With the aid of a fluoroscope (a special X-ray), a thin needle is passed into the disc to locate the affected disc. The vertebrae bones above and below the damaged disc are spread apart with a special retractor.

The outer wall of the disc is cut (Fig 2). Approximately 2/3 of your disc will be removed using small grasping tools, and then a surgical microscope will be used to remove the rest of the disc. The ligament that runs behind the vertebrae is removed to reach the spinal canal. Any disc material and bony overgrowths pressing on the spinal nerves and cord are removed to ensure an adequate decompression.

Fig 2. Disc removal

A disc replacement is then inserted in order to preserve motion and decrease the risk of developing adjacent disc disease (Fig 3).


Fig 3. C5-C6 & C6-C7 Cervical Disc replacement


What happens after surgery?

You will wake up in the recovery room. Your vital signs will be monitored.  Any pain will be addressed.

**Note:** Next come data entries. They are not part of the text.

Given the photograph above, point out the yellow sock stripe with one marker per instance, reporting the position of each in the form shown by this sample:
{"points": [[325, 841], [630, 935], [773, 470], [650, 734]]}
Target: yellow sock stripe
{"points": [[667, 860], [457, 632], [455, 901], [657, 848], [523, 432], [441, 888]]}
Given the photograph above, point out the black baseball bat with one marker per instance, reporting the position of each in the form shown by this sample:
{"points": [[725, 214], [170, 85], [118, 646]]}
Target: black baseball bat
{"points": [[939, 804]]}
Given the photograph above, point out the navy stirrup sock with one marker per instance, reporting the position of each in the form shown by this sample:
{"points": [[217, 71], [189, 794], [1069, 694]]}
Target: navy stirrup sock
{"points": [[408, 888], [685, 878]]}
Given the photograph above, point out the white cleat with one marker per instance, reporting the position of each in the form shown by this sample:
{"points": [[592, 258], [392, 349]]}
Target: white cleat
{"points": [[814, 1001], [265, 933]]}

 You will increase your activity level (sitting in a chair, walking) either on the evening of the surgery or the next day. The drain will be removed on the 1st postoperative day.  Most patients having a 1 or 2 level disc replacement are sent home the next postoperative day. However, if there are any concerns, you may have to stay in the hospital a bit longer.

Discharge instructions


After surgery, pain is managed with narcotic medication for a limited period (1-2 weeks).
Hoarseness, sore throat, or difficulty swallowing may occur in some patients and should not be cause for alarm. These symptoms usually resolve in 1 to 4 weeks.


Avoid bending your head forward or backward.
Do not drive for 2 to 4 weeks after surgery as your car insurers require you to be in full control of your car at all times without being distracted by pain . You are also required to be able to look over your shoulders otherwise you are  considered unsafe to drive. DVLA require you to make an emergency stop.
You should not fly for 2 weeks following surgery.


You may need help with daily activities (e.g., dressing, bathing), but most patients are able to care for themselves right away.
Gradually return to your normal activities. Walking is encouraged; start with a short distance and increase it  gradually . A physical therapy programme may be recommended.
If applicable, know how to wear a cervical collar before leaving the hospital. Wear it when walking or riding in a car.

Bathing/Incision Care

You may shower 1 to 4 days after surgery. Keep the dressing on for 10 days after surgey and dab it dry if it gets wet.

When to Call Your Doctor

If your temperature exceeds 38 degrees, or if the incision begins to separate or show signs of infection, such as redness, swelling, pain, or drainage.
If your swallowing problems interfere with your ability to breathe or drink water.  

What are the results? 

Pain from the procedure is usually limited and improves markedly within two to three days.  Nerve symptoms such as pain, pins and needles and weakness are often dramatically improved within hours of the surgery, but in some cases can take weeks or even months to recover. Numbness is the last symptom to improve, but sometimes it does not recover. X-rays are obtained following surgery to confirm proper positioning and functioning of the disc replacement device.  Most patients are capable of returning to light work within a week or two of surgery and to full duty six weeks following the procedure.